Bald machte Gösta Lerch das Zeichnen zu seinem Beruf. Er fand einflussreiche Förderer in älteren Kollegen wie Erich Schmitt, der auf Lerchs erster Hochzeit tanzte, und Leo Haas.
Lerch brillierte mit Humorzeichnungen, lieferte aber für Tageszeitungen wie Junge Welt, Berliner Zeitung und vor allem langjährig für das NDPD-Organ National-Zeitung gezeichnete tagesaktuelle Kommentare zum Zeitgeschehen. Der Katholik war durchaus kein unkritischer Mitläufer der DDR-Politik, und doch fand er Aspekte, denen er folgen konnte. Wenn er gegen die damals so genannten „Bonner Ultras“ zeichnete, so sah er in ihnen die tatsächlich vorhandenen Altnazis, fanatischen Antikommunisten, letztlich die Spalter Deutschlands.
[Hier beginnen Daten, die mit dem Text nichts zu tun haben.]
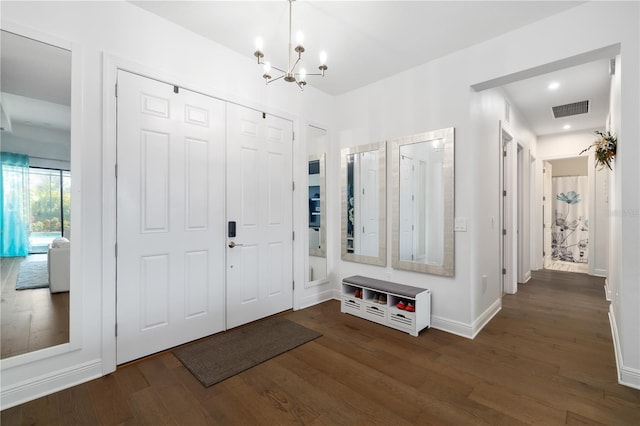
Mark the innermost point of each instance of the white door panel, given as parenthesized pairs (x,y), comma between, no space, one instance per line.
(547,216)
(170,265)
(259,201)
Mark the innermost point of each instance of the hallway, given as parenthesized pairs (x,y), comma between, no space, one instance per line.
(546,358)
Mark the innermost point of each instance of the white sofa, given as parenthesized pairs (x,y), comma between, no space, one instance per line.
(58,261)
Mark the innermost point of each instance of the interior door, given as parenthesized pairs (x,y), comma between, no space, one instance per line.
(407,200)
(259,215)
(547,207)
(170,227)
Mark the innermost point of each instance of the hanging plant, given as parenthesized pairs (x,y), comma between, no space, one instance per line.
(605,149)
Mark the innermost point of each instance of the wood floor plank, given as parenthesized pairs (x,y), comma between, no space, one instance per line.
(545,358)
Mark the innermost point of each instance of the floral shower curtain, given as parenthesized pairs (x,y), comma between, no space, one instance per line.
(14,200)
(570,234)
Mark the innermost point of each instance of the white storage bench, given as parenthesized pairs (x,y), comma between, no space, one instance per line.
(377,301)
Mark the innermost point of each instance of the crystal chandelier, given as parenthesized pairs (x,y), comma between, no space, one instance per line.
(290,75)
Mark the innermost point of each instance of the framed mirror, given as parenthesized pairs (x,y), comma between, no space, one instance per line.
(363,170)
(423,202)
(317,219)
(35,250)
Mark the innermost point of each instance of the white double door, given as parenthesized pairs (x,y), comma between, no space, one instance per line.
(180,276)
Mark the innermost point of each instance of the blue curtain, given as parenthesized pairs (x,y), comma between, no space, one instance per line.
(14,197)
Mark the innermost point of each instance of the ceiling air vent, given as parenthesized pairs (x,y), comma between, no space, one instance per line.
(567,110)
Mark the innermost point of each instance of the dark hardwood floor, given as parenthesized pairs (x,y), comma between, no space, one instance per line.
(547,358)
(31,319)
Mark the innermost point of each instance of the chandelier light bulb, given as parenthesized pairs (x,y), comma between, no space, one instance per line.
(323,58)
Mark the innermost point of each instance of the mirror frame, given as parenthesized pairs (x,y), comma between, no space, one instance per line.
(75,287)
(381,259)
(447,267)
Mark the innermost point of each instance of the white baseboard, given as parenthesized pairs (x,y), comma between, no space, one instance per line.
(470,331)
(626,376)
(20,393)
(600,273)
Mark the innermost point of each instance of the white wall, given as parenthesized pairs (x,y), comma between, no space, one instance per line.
(129,34)
(577,166)
(566,146)
(624,208)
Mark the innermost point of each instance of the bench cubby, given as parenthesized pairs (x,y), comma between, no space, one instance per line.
(377,301)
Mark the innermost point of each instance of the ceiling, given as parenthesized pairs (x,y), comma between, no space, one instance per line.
(586,82)
(366,41)
(36,97)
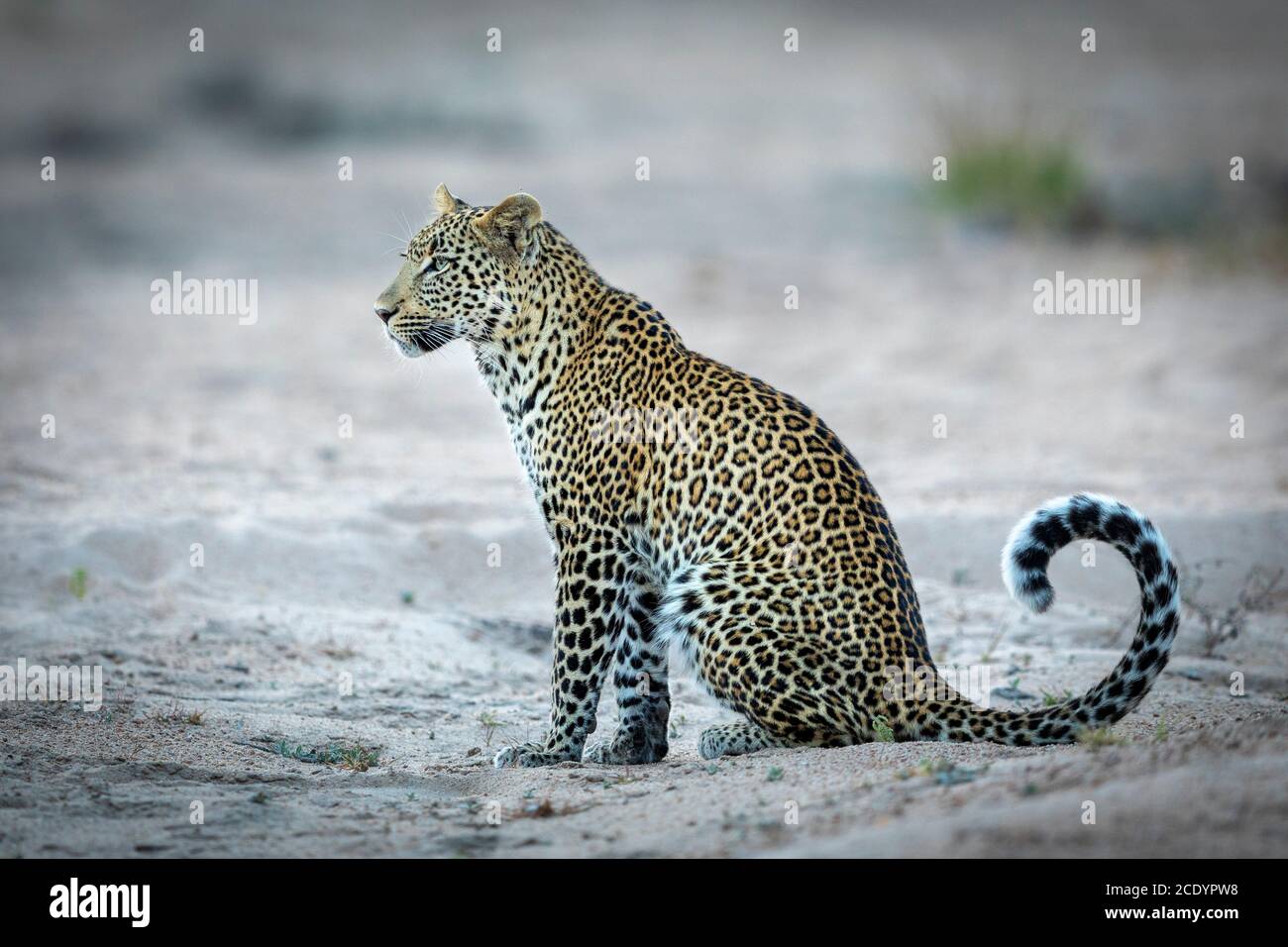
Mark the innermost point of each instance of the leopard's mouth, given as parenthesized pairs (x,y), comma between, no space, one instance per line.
(420,342)
(430,339)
Es kostete keine Überwindung, gegen das Somoza-Regime in Nikaragua oder die himmelschreiende Ungerechtigkeit der Palästinenser-Politik Israels zu sein. (Lerch galt als bester Karikaturist des damaligen israelischen Ministerpräsidenten Menachem Begin überhaupt.) Gelegentlich musste er auch gegen seine Überzeugung muntere Zeichnungen zur „Woche des Roten Oktober“ oder für die Mai-Demonstration liefern. Als er aber der Wochenpost zu Beginn der achtziger Jahre eine Karikatur mit Breshnew als Papst anbot, der die sozialistischen Länder als Schafherde hütet und darunter ein schwarzes Schaf, nämlich Polen, findet, war Gösta Lerch zu weit gegangen. Für ein paar Jahre wurde er kaltgestellt, aber die Armeerundschau nahm dennoch seine Zeichnungen mit Kusshand.
In Wendezeiten hatte Lerch noch einmal ein Hoch – mit Nachdrucken bis hin zum Spiegel. Dabei thematisierte er durchaus das, was die deutsche Einheit gefährdete, so Versprechungen von Banken und Arbeitsämtern. Die Arbeit von MfS und BND setzte er gleich. Seine Auftragslage wurde wieder schlechter. Viele seiner Arbeiten findet man in dem mit ausführlichen Interviews versehenen Porträtbuch „St(r)icheleien“.
In der Ablehnung nordamerikanischer Großmachtpolitik trafen sich Gösta Lerch und Klaus Georg, deren Bilder in den sechziger und siebziger Jahren in mancher Eulenspiegel-Ausgabe zu finden waren. Klaus Georg, der immer nur nebenberuflich als Satiriker arbeitete, war allerdings – zumindest in öffentlichen Arbeiten – kein Zeichner, sondern schuf Fotocollagen. Eine seiner Arbeiten, die auch in der Karigrafie-Ausstellung von 1979 ausgestellt wurde, heißt „Ehrendoktor des Pentagon“ und zeigt eine mit Nadelstreifenjacke versehene Person mit einem kleinen Pentagon als Bedeckung eines Totenkopfs, unter dem die amerikanische Flagge als Krawatte erscheint. Klaus Georg stand deutlich in der Tradition John Heartfields, den er sehr verehrte, und dessen politische Schärfe er öfter erreichte als den politischen Witz, wenngleich er dem Meister in seinen besten Arbeiten durchaus nahekam.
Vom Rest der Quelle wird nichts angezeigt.